Atividade 6 // Resposta: A
Comentário: A bupropiona é considerada a primeira linha de tratamento para a cessação
do tabagismo. Trata-se de uma boa opção quando há sintomas de humor associados,
quando o custo é um fator limitante ou quando o sobrepeso é uma preocupação. O
tratamento deve durar, pelo menos, 12 semanas. Seu uso é seguro em pacientes com
DPOC e doença cardiovascular. A nortriptilina, com eficácia moderada, é uma
alternativa para os pacientes com contraindicação à bupropiona.

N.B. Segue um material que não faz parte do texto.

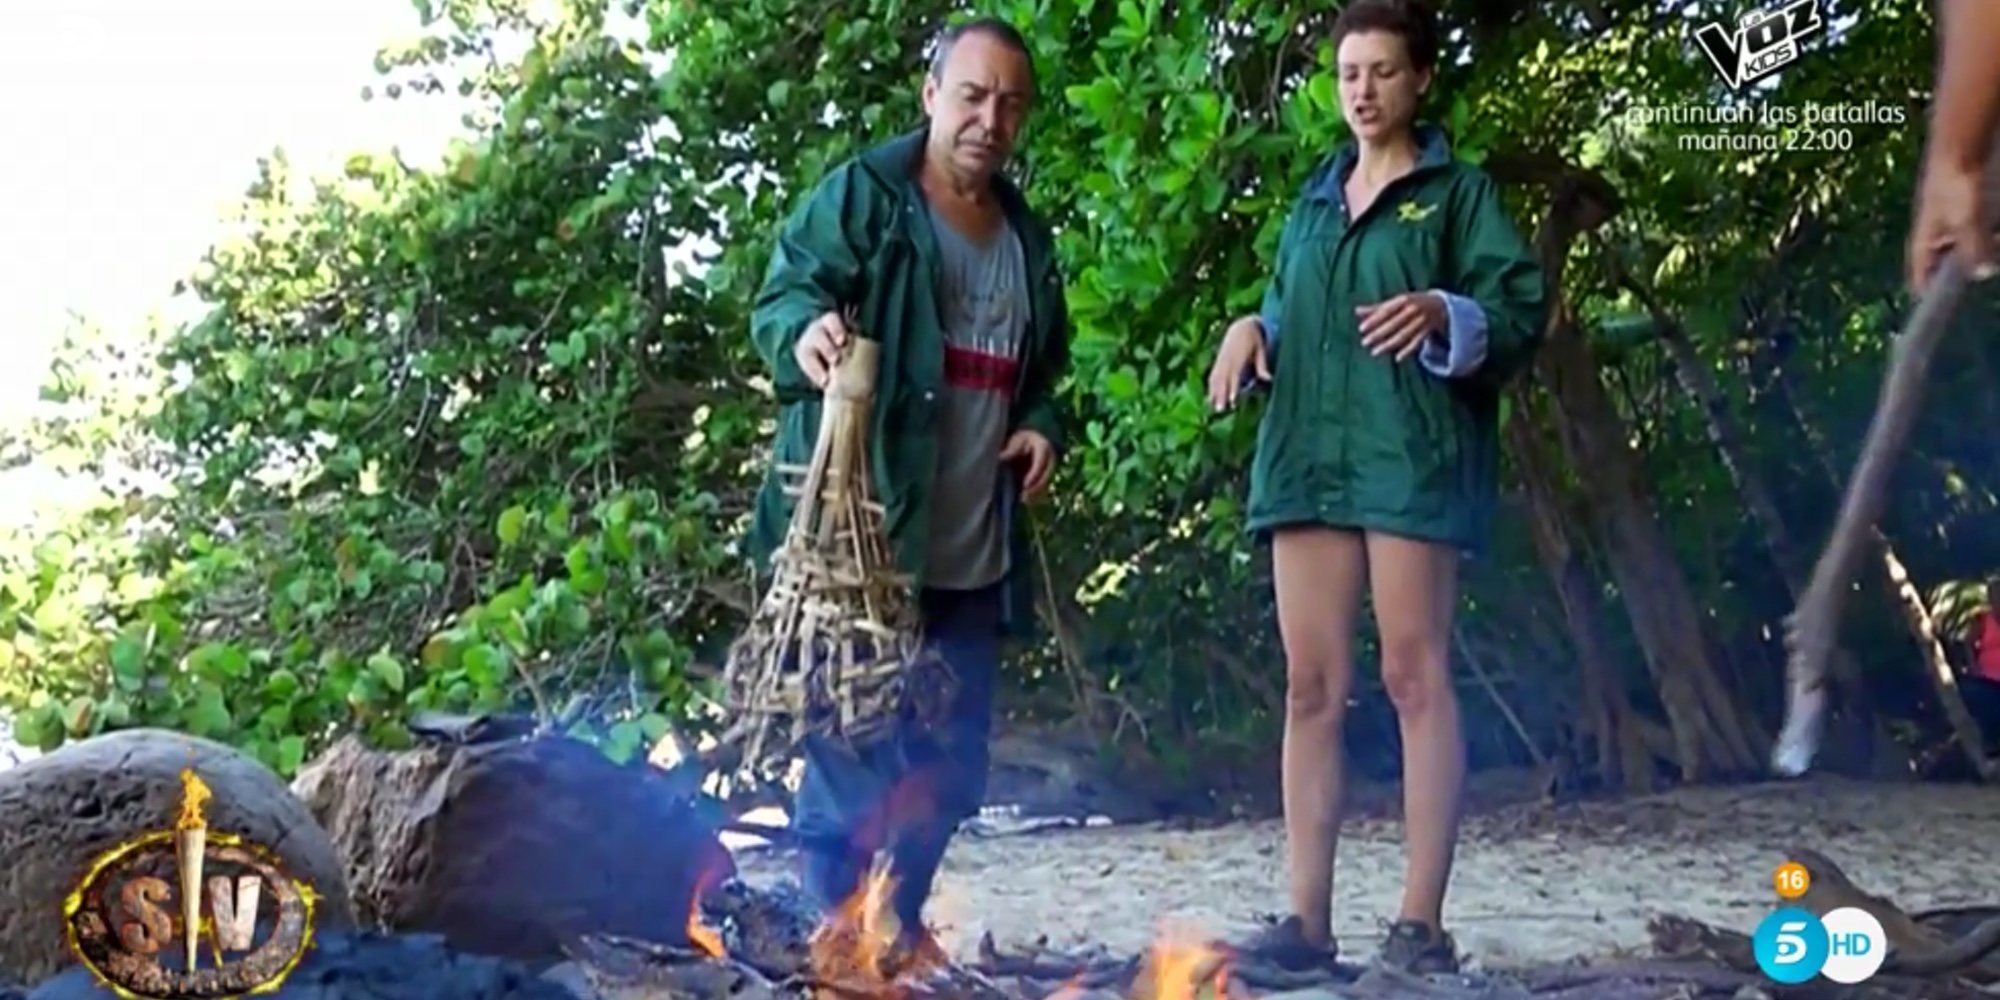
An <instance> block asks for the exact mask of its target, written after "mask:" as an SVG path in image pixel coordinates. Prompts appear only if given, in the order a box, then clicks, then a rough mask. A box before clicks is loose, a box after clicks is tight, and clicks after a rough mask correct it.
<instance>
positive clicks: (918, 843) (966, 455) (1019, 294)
mask: <svg viewBox="0 0 2000 1000" xmlns="http://www.w3.org/2000/svg"><path fill="white" fill-rule="evenodd" d="M1032 98H1034V68H1032V62H1030V54H1028V44H1026V42H1024V40H1022V36H1020V32H1016V30H1014V28H1012V26H1008V24H1006V22H1000V20H972V22H964V24H960V26H956V28H952V30H948V32H946V34H944V36H942V40H940V42H938V50H936V58H934V62H932V66H930V74H928V78H926V80H924V110H926V114H928V118H930V124H928V128H924V130H920V132H912V134H908V136H902V138H896V140H892V142H886V144H882V146H876V148H872V150H866V152H862V154H860V156H856V158H852V160H848V162H844V164H840V166H838V168H834V170H832V172H830V174H828V176H826V178H824V180H822V182H820V184H818V188H814V190H812V194H810V196H808V198H806V200H804V204H802V206H798V208H796V210H794V212H792V216H790V218H788V220H786V222H784V228H782V232H780V234H778V246H776V250H774V254H772V260H770V270H768V274H766V276H764V288H762V290H760V294H758V300H756V310H754V316H752V336H754V338H756V346H758V352H760V354H762V356H764V360H766V364H770V368H772V376H774V378H772V382H774V388H776V396H778V402H780V410H782V414H780V424H778V440H776V448H774V464H804V462H806V460H808V458H810V454H812V446H814V436H816V434H818V422H820V400H822V386H824V384H826V378H828V370H830V368H832V364H834V360H836V356H838V350H840V346H842V344H844V342H846V340H848V338H850V336H868V338H872V340H876V342H878V344H880V362H882V372H880V382H878V390H876V412H874V418H872V424H870V448H872V464H874V472H876V482H874V486H876V490H878V498H880V500H882V504H884V510H886V530H888V536H890V546H892V550H894V552H896V560H898V566H900V568H902V572H906V574H910V576H912V578H914V580H916V586H918V588H920V590H918V598H920V608H922V616H924V632H926V638H928V640H930V642H934V644H936V648H938V652H940V654H942V656H944V660H946V662H948V664H950V668H952V670H954V674H956V678H958V698H956V704H954V712H952V718H950V722H948V724H946V726H942V728H940V732H928V734H926V732H904V734H898V736H896V738H892V740H888V742H886V744H884V746H868V748H860V750H858V752H850V750H848V748H838V746H828V744H826V742H822V740H808V742H806V748H804V756H806V774H804V782H802V786H800V790H798V800H796V804H794V816H792V828H794V830H796V832H798V834H800V842H802V852H800V854H802V864H804V872H802V874H804V888H806V892H808V894H810V896H814V898H816V902H818V904H820V906H828V908H830V906H836V904H840V902H842V900H846V898H848V896H850V894H852V892H854V890H856V888H858V882H860V878H862V874H864V870H866V866H868V864H870V860H872V858H874V854H876V852H878V850H884V848H886V850H888V852H890V874H892V878H894V880H896V888H894V894H892V896H894V910H896V916H898V918H900V922H902V928H904V934H906V940H904V944H920V942H924V940H926V938H924V936H922V920H920V914H922V906H924V900H926V898H928V894H930V884H932V878H934V876H936V868H938V862H940V860H942V856H944V848H946V844H948V840H950V836H952V832H954V830H956V828H958V822H960V820H962V818H966V816H972V814H976V812H978V808H980V806H982V802H984V788H986V760H988V756H986V754H988V748H986V742H988V732H990V728H992V690H994V674H996V670H998V660H1000V638H1002V634H1004V632H1008V630H1016V628H1018V626H1022V624H1024V622H1026V620H1028V616H1032V608H1034V604H1032V600H1030V596H1032V590H1030V586H1028V584H1030V572H1028V570H1030V560H1028V558H1026V538H1024V532H1022V526H1020V524H1018V518H1014V504H1016V498H1018V496H1026V498H1032V496H1036V494H1038V492H1042V490H1044V488H1046V486H1048V480H1050V474H1052V472H1054V466H1056V458H1058V456H1060V452H1062V428H1060V420H1058V414H1056V406H1054V384H1056V380H1058V378H1060V376H1062V374H1064V370H1066V366H1068V314H1066V308H1064V300H1062V276H1060V272H1058V270H1056V254H1054V244H1052V236H1050V232H1048V226H1046V224H1044V222H1042V220H1040V218H1036V214H1034V212H1030V210H1028V204H1026V202H1024V198H1022V194H1020V190H1018V188H1016V186H1014V184H1012V182H1010V180H1008V178H1006V176H1002V174H1000V170H1002V166H1004V164H1006V162H1008V156H1010V154H1012V152H1014V142H1016V136H1018V134H1020V128H1022V122H1024V118H1026V114H1028V106H1030V102H1032ZM846 310H852V316H854V318H856V320H858V322H856V328H848V324H846V322H844V320H842V316H844V314H846ZM788 520H790V500H788V498H786V496H784V494H782V492H780V488H778V480H776V470H772V474H770V476H768V478H766V482H764V490H762V494H760V496H758V504H756V512H754V522H752V528H750V538H748V548H750V554H752V558H754V560H756V562H758V564H760V566H768V560H770V552H772V550H774V548H776V546H778V544H780V542H782V538H784V530H786V522H788Z"/></svg>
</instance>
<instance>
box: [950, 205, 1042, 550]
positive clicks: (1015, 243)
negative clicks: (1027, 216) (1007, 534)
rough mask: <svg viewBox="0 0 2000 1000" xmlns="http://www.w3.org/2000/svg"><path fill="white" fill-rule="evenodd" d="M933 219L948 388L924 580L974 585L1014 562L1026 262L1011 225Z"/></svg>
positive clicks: (1026, 309) (1026, 288)
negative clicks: (981, 240)
mask: <svg viewBox="0 0 2000 1000" xmlns="http://www.w3.org/2000/svg"><path fill="white" fill-rule="evenodd" d="M932 228H936V232H938V252H940V264H942V266H940V278H942V284H940V288H938V304H940V310H942V318H944V394H942V406H940V408H938V480H936V494H934V500H932V504H930V558H928V560H926V564H928V572H926V584H928V586H936V588H946V590H974V588H980V586H986V584H992V582H998V580H1000V578H1002V576H1006V572H1008V546H1006V524H1004V522H1002V518H1000V474H1002V470H1000V448H1002V446H1006V436H1008V426H1010V424H1012V412H1010V410H1012V404H1014V382H1016V372H1018V370H1020V344H1022V340H1024V334H1026V330H1028V264H1026V256H1024V254H1022V248H1020V238H1018V236H1016V234H1014V228H1012V226H1002V230H1000V232H998V234H996V236H992V238H988V240H986V242H972V240H970V238H966V236H964V234H960V232H958V230H954V228H952V226H950V222H946V220H944V218H940V216H936V214H932Z"/></svg>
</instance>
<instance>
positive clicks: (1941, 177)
mask: <svg viewBox="0 0 2000 1000" xmlns="http://www.w3.org/2000/svg"><path fill="white" fill-rule="evenodd" d="M1984 220H1986V204H1984V200H1982V198H1980V166H1976V164H1974V166H1966V164H1954V162H1948V158H1944V156H1932V158H1926V162H1924V180H1922V182H1920V184H1918V188H1916V212H1914V218H1912V222H1910V244H1908V248H1906V250H1908V266H1910V274H1908V276H1906V280H1908V282H1910V292H1912V294H1924V288H1926V286H1928V284H1930V274H1932V272H1934V270H1936V268H1938V264H1942V262H1944V258H1946V256H1948V254H1954V252H1956V254H1958V260H1960V264H1964V268H1966V274H1970V276H1972V280H1986V278H1992V274H1994V248H1992V234H1990V232H1988V230H1986V222H1984Z"/></svg>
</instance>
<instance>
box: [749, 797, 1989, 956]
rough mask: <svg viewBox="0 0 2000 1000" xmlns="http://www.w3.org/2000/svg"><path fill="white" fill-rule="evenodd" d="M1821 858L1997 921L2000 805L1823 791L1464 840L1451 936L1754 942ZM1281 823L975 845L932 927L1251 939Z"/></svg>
mask: <svg viewBox="0 0 2000 1000" xmlns="http://www.w3.org/2000/svg"><path fill="white" fill-rule="evenodd" d="M1400 836H1402V824H1400V822H1398V820H1356V822H1350V824H1348V828H1346V832H1344V840H1342V848H1340V862H1338V874H1336V894H1338V902H1336V932H1338V936H1340V944H1342V952H1344V954H1348V956H1356V958H1362V956H1366V954H1370V952H1374V948H1376V946H1378V944H1380V940H1382V922H1384V920H1386V918H1392V916H1394V914H1396V904H1398V898H1400V892H1402V844H1400ZM1788 844H1800V846H1810V848H1814V850H1820V852H1822V854H1826V856H1828V858H1830V860H1834V862H1836V864H1840V866H1842V868H1844V870H1846V872H1848V876H1850V878H1854V882H1856V884H1858V886H1862V888H1864V890H1870V892H1876V894H1884V896H1888V898H1892V900H1896V902H1898V904H1902V906H1904V908H1910V910H1924V908H1932V906H1958V904H1980V902H1996V898H2000V882H1996V880H1994V878H1992V860H1990V854H1988V852H1990V850H1994V848H2000V790H1994V788H1976V786H1940V784H1928V786H1920V784H1862V782H1848V780H1838V778H1812V780H1802V782H1784V784H1758V786H1728V788H1692V790H1678V792H1668V794H1660V796H1648V798H1632V800H1622V802H1588V804H1570V806H1542V804H1524V806H1506V808H1500V810H1496V812H1490V814H1484V816H1474V818H1468V820H1466V834H1464V840H1462V846H1460V854H1458V866H1456V872H1454V882H1452V890H1450V898H1448V904H1446V926H1448V928H1450V930H1452V932H1454V934H1456V936H1458V944H1460V950H1462V952H1468V958H1470V962H1472V964H1474V966H1482V968H1518V966H1530V964H1548V962H1564V960H1578V958H1614V956H1620V954H1646V952H1648V950H1650V942H1648V936H1646V922H1648V918H1652V916H1654V914H1658V912H1676V914H1682V916H1692V918H1698V920H1704V922H1712V924H1718V926H1728V928H1736V930H1742V932H1746V934H1748V932H1750V930H1754V926H1756V922H1758V920H1760V918H1762V916H1764V914H1766V912H1770V910H1772V908H1774V906H1776V904H1778V898H1776V894H1774V890H1772V870H1774V868H1776V866H1778V864H1780V862H1784V858H1786V854H1784V850H1786V846H1788ZM1282 862H1284V836H1282V828H1280V824H1278V822H1274V820H1266V822H1238V824H1226V826H1212V828H1202V830H1186V828H1180V830H1176V828H1172V826H1170V824H1166V826H1162V824H1150V826H1108V828H1080V830H1042V832H1032V834H1018V836H972V834H962V836H960V838H958V840H956V842H954V844H952V850H950V854H948V856H946V860H944V870H942V874H940V880H938V888H936V894H934V896H932V904H930V910H928V918H930V922H932V924H934V926H938V932H940V938H942V942H944V944H946V948H950V950H952V952H954V954H956V956H960V958H966V960H970V958H972V956H974V954H976V948H978V940H980V936H982V934H988V932H990V934H992V936H994V942H996V944H998V946H1000V948H1006V950H1012V948H1024V946H1030V944H1034V942H1036V940H1038V938H1046V944H1048V946H1052V948H1064V950H1072V948H1088V946H1092V944H1102V946H1108V948H1112V950H1118V952H1136V950H1140V948H1144V946H1146V944H1148V942H1150V940H1152V938H1154V936H1156V934H1158V930H1160V926H1162V922H1168V924H1172V926H1180V928H1196V930H1202V932H1208V934H1220V936H1230V934H1240V932H1246V930H1252V928H1254V926H1256V920H1258V914H1272V912H1278V910H1282V908H1284V888H1282V886H1284V882H1282V876H1284V872H1282ZM740 866H742V868H744V876H746V878H748V880H752V882H764V880H774V878H790V872H792V862H790V858H786V856H784V854H780V852H762V850H760V852H750V854H742V856H740Z"/></svg>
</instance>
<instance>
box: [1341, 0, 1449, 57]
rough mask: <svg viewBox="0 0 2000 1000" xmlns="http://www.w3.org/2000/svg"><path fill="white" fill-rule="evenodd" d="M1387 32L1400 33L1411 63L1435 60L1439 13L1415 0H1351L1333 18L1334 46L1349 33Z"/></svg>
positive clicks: (1390, 33) (1400, 34)
mask: <svg viewBox="0 0 2000 1000" xmlns="http://www.w3.org/2000/svg"><path fill="white" fill-rule="evenodd" d="M1360 32H1388V34H1396V36H1402V44H1404V48H1408V50H1410V66H1412V68H1416V70H1428V68H1432V66H1436V64H1438V14H1436V12H1432V10H1430V6H1426V4H1422V2H1418V0H1354V2H1352V4H1348V6H1346V8H1342V10H1340V18H1336V20H1334V48H1336V50H1338V48H1340V42H1342V40H1344V38H1346V36H1350V34H1360Z"/></svg>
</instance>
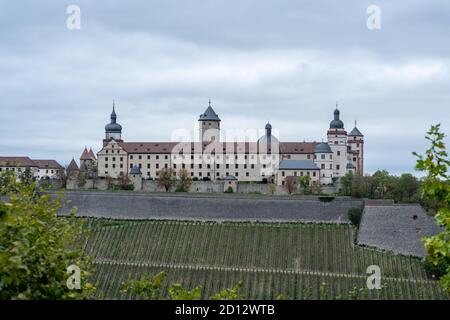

Atividade 7 // Resposta: D
Comentário: Os ISRSs têm seus efeitos estabelecidos para a melhora da ejaculação
precoce por suas ações em nível central sobre os receptores 5-HT e por sua ação
periférica nos 5-HT na regulação das respostas contráteis do trato seminal, com efeito
inibidor. Contudo, quanto à disfunção erétil, a sertralina constitui o antidepressivo com
maior efeito adverso para a disfunção sexual. Os ISRSs são capazes de interferir em
nível central e bloquear a liberação do óxido nítrico no corpo cavernoso do pênis. Dessa
forma, não há suficiente dilatação nem relaxamento do corpo cavernoso, ocasionando a
disfunção erétil.
Atividade 8 // Resposta: C
Comentário: Apesar de ser o padrão-ouro para o diagnóstico de neuropatia diabética, a
eletroneuromiografia é trabalhosa, exige profissionais especializados e nem sempre é
acessível. Sua indicação não deve ser a regra. Diante do quadro clínico compatível, do
exame físico sugestivo e da exclusão de causas alternativas, já é possível indicar um
tratamento analgésico para a condição. Os antidepressivos tricíclicos têm eficácia
comprovada, mas, nas pessoas idosas, é importante atentar para efeitos adversos como
arritmia, constipação, boca seca, hipotensão postural, quedas e piora da cognição.
Atividade 9 // Resposta: A
Comentário: Entender a neuropatia diabética dolorosa como uma condição crônica, de
difícil tratamento e sujeita a pioras ocasionais é essencial tanto para os pacientes quanto
para os profissionais de saúde. Diante do potencial efeito anticolinérgico da
amitriptilina, ocasionando sonolência diurna, é recomendável selecionar outro fármaco.
A duloxetina também é eficaz nessa situação e ainda pode atuar em sintomas
depressivos. É válido avaliar, concomitantemente, medidas de controle do diabetes.